# Engine blew up. Headgasket?



## TDCruze (Sep 26, 2014)

If you had a low oil pressure warning, no compression and coolant in the cylinders there is lots of bad things going on. I would say the engine is most likely a boat anchor.

You could try a new head gasket as long as the head isn't warped. Probably a long shot especially at the mileage you are at.

If you want to keep the car, I would start looking for a lower mileage wrecking yard engine.


----------



## sklemetti (Dec 18, 2019)

I was thinking of putting a new head gasket in. A local salvage yard has a head for $150, $200 for both. But I don't know if that would do it and if I could fix it properly.

In the process, 2 plastic hoselines along the intake broke from brittleness and the pcv line broke too.

It's tough to give up a car and change to another after so many miles. A week ago I replaced the windshield and mirror after being hit by a deer so the door and fender have dents. A year ago I was rear ended and the repair was perfect. Every panel has dents. Yeah, time to look for another.


----------



## sklemetti (Dec 18, 2019)

I can definitely say that the timing belts will last for 250,000 miles. I started getting the replace message at 200K and it stopped showing the message at 240K. The belt is still good.


----------



## JLL (Sep 12, 2017)

sklemetti said:


> I can definitely say that the timing belts will last for 250,000 miles. I started getting the replace message at 200K and it stopped showing the message at 240K. The belt is still good.


In my opinion, your either incredibly brave or incredibly stupid. 

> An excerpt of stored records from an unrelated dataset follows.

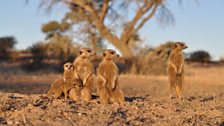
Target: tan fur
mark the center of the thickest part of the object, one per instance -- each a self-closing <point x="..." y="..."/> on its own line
<point x="175" y="69"/>
<point x="56" y="90"/>
<point x="107" y="75"/>
<point x="84" y="70"/>
<point x="65" y="84"/>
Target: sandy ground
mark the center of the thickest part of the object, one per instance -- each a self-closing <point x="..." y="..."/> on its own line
<point x="23" y="102"/>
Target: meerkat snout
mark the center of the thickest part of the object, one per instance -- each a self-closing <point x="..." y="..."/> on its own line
<point x="68" y="66"/>
<point x="180" y="45"/>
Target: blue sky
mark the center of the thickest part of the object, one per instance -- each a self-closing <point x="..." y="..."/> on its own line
<point x="200" y="25"/>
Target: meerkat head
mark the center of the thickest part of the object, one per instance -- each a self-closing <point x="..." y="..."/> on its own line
<point x="86" y="53"/>
<point x="180" y="45"/>
<point x="110" y="54"/>
<point x="68" y="66"/>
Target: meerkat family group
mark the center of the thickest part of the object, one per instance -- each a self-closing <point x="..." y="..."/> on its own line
<point x="79" y="79"/>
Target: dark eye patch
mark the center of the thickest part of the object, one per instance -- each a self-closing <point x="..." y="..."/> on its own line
<point x="89" y="51"/>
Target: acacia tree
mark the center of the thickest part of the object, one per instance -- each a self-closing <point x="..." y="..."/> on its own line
<point x="110" y="20"/>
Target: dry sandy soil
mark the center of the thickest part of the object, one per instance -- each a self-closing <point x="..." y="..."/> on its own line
<point x="23" y="102"/>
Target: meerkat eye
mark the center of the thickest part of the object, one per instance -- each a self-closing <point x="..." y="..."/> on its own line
<point x="89" y="51"/>
<point x="104" y="54"/>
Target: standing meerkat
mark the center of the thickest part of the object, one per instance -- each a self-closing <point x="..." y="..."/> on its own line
<point x="84" y="70"/>
<point x="175" y="69"/>
<point x="107" y="79"/>
<point x="63" y="85"/>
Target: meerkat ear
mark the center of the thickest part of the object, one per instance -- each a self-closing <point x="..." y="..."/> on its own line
<point x="80" y="52"/>
<point x="104" y="54"/>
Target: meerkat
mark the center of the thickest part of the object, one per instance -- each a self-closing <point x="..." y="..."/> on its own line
<point x="65" y="84"/>
<point x="107" y="79"/>
<point x="84" y="70"/>
<point x="175" y="69"/>
<point x="56" y="90"/>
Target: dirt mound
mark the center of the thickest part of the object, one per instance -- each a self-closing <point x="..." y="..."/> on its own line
<point x="39" y="110"/>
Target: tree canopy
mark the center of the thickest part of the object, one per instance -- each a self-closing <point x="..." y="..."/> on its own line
<point x="116" y="21"/>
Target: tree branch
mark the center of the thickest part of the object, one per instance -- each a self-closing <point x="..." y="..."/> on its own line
<point x="142" y="10"/>
<point x="145" y="19"/>
<point x="104" y="10"/>
<point x="85" y="6"/>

There's no way I would trust a rubber belt or the belt tensioner for 200,000 miles in an interference engine. But that's just me.


----------



## pandrad61 (Jul 8, 2015)

If all that went on in, then your entire engine took a swig of coolant and swished it around with oil and metal all around. Personally I’d have the block torn down and fully rebuilt and hot tanked. Or run a low mile wrecked car engine.


----------



## Snipesy (Dec 7, 2015)

I’d say yeah. Some catastrophic head gasket failure.

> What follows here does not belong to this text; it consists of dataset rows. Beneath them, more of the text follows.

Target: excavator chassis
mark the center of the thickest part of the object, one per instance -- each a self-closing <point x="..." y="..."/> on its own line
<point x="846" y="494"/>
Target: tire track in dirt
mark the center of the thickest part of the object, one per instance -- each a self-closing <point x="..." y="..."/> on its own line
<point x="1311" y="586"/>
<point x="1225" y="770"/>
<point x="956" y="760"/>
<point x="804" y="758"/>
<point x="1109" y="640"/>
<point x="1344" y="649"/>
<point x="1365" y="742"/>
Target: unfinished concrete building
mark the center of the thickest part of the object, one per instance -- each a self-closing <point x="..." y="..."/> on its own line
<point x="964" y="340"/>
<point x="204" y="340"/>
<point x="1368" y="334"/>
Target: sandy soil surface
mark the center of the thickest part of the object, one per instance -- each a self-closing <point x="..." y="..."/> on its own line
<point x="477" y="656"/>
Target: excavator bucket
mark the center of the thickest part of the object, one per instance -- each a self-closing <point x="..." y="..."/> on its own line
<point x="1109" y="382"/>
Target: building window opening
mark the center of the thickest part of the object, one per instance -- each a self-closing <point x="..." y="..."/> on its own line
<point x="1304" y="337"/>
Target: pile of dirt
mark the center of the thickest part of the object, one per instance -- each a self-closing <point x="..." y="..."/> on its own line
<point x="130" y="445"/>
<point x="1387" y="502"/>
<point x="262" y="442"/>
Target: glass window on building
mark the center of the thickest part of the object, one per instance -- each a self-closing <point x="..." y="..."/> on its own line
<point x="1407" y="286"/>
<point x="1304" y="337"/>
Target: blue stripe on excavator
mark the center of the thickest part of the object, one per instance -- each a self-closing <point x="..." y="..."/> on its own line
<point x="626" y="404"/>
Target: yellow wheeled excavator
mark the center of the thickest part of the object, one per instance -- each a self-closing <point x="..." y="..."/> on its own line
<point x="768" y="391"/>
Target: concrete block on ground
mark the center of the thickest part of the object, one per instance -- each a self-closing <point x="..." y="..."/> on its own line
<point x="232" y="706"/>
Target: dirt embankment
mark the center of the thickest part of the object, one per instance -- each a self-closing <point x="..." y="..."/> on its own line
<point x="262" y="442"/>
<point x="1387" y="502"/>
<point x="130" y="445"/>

The problem is you drove it for a long time. Coolant mixes with oil and vice versa. When oil starts coating the coolant channels and such, the engine can fry itself while the coolant still reads okay. By the time the light pops on the engine could be glowing hot and it’s just dead at that point. Everything will just be so warped.

I don’t know if the Cruze ECM monitors this or not. But newer ECMs will monitor the theoretical heat output of the engine, and if it doesn’t match up with the coolant temps, it will give a warning or CEL.


----------



## jblackburn (Apr 14, 2012)

That...needs an entire motor.

1.8's are the most common motor in a Sonic, which would probably be easier to find than a used Cruze one.


----------



## bobl66 (Jan 30, 2021)

It has been burning coolant on almost all cylinders for quite some time.. pistons are steam cleaned....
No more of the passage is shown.